Ma vue ne me permettait pas de deviner le visage de l’individu
au travers toute cette neige, mais tout indiquait que c’était
elle. Cette démarche monotone, son apparition soudaine et
ces sanglots... Je resserrai le col de mon long imperméable
pour mieux me défendre contre le froid et entrepris de me
rendre jusqu'à elle. Alors que je progressais vers elle,
Amanda cessa d’errer dans tout le cimetière et posa
son regard sur une sépulture. J’étais désormais
assez près pour apercevoir son visage se crisper, déformé
par la douleur. Alors qu’elle semblait être sur le point
d’exploser, ses entrailles expulsèrent un atroce cri
de détresse qui donna l’impression de la vider de ses
forces d’un seul coup, car elle tomba sur la pierre tombale,
l’enlaçant désespérément. J’étais
juste derrière elle, mais elle ne sembla point me remarquer,
elle ne faisait que pleurer et souffler entre deux sanglots un nom
intelligible.
Rarement avais-je été touché par un sujet
ainsi détruit. La vue de cette adolescente caressant le souvenir
d’un être aimé au milieu de cette douche glaciale
me fit presque réagir. Son visage rond était carrément
mutilé par ses pleurs. Sa longue chevelure rousse dansant
avec le vent ajoutait beaucoup à l’aspect dramatique
de la scène. Son corps semblait être prêt à
se faire emporter n’importe quand par la tempête.

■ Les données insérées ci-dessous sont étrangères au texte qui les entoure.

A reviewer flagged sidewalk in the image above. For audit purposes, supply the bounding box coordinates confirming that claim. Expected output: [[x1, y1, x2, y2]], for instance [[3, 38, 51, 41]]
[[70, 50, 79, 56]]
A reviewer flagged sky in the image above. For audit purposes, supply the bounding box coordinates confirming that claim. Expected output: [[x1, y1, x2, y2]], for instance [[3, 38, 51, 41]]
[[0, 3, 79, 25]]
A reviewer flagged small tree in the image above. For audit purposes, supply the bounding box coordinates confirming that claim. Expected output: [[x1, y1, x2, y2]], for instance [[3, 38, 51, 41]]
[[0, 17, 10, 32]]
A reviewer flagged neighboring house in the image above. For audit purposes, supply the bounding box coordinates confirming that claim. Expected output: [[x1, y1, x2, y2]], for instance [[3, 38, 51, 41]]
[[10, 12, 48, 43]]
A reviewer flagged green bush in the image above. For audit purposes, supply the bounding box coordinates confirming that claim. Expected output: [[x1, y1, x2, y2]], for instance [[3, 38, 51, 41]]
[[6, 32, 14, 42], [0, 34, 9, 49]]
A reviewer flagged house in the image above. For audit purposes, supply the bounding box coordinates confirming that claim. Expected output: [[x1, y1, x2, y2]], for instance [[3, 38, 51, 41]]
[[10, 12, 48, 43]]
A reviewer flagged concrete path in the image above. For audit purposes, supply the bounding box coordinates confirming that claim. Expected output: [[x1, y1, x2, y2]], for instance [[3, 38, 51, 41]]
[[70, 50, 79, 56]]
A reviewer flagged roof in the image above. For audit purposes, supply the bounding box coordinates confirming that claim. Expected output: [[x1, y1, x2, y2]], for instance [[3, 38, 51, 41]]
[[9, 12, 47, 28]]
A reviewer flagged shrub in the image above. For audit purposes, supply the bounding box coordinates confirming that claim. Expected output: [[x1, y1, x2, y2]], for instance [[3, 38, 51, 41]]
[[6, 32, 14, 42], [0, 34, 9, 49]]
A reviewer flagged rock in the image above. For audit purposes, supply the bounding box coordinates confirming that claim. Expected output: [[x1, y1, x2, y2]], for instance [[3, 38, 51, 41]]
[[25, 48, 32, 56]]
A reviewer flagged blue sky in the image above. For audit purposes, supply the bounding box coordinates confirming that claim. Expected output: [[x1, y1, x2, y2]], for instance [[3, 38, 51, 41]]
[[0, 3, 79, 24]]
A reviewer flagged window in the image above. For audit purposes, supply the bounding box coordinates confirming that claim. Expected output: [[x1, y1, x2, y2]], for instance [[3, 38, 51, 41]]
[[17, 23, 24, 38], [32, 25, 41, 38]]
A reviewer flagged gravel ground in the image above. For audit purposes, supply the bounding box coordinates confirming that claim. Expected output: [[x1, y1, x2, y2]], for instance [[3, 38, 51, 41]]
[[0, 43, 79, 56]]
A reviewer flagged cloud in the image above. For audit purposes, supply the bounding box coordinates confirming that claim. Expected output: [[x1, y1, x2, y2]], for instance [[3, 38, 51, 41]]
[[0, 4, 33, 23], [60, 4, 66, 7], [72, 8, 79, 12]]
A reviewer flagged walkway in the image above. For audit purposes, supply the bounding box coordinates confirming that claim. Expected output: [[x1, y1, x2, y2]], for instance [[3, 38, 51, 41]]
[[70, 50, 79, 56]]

« François », avais-je eu l’impression
de percevoir au travers de son déchirant requiem de sanglots.
Je posai une main se voulant consolante sur son épaule.
Évidemment, elle sursauta et se tourna violemment, cherchant
à reculer mais ce fut impossible, étant bloquée
par la pierre tombale. Son visage noyé de larmes me terrorisa,
ses grands yeux chocolatés complètement ravagés
par la solitude et la tristesse, ses lèvres pleines, symbole
de jeunesse, qui tremblaient...
-Qui êtes vous?! a-t-elle crié. Avancez et j’appelle
la police!
Je m’agenouillai pour me mettre à sa hauteur. Tout
expliquer à ces gens... C’était toujours le
moment le plus difficile car on ne savait jamais comment ils allaient
réagir. Parfois, un élan de colère s’emparait
d’eux et alors notre santé se trouvait en danger.
-Tu auras beau crier aussi fort que tu le désires, ça
ne te servira à rien, dis-je calmement, tentant tant bien
que mal d’être gentil. Tu veux revoir ton frère?
Je peux t’amener à lui. En fait, il faut que cela soit
ainsi.
Elle me poussa violemment au sol, enragée, et se releva pour
me cracher au visage.
-C’est vous! gronda-t-elle. C’est vous qui l’avez
tué, avouez-le! Et maintenant, vous voulez en faire de même
avec moi, n’est-ce pas?
Ses lèvres tantôt tremblantes se tordirent en un sourire
dément. La pauvre...Souvent la solitude les forge ainsi malheureusement.
Le coup qu’elle m’avait porté avait été
bien placé... Je m’étais remis sur mes genoux,
essayant d’oublier la douleur qui contaminait mon torse.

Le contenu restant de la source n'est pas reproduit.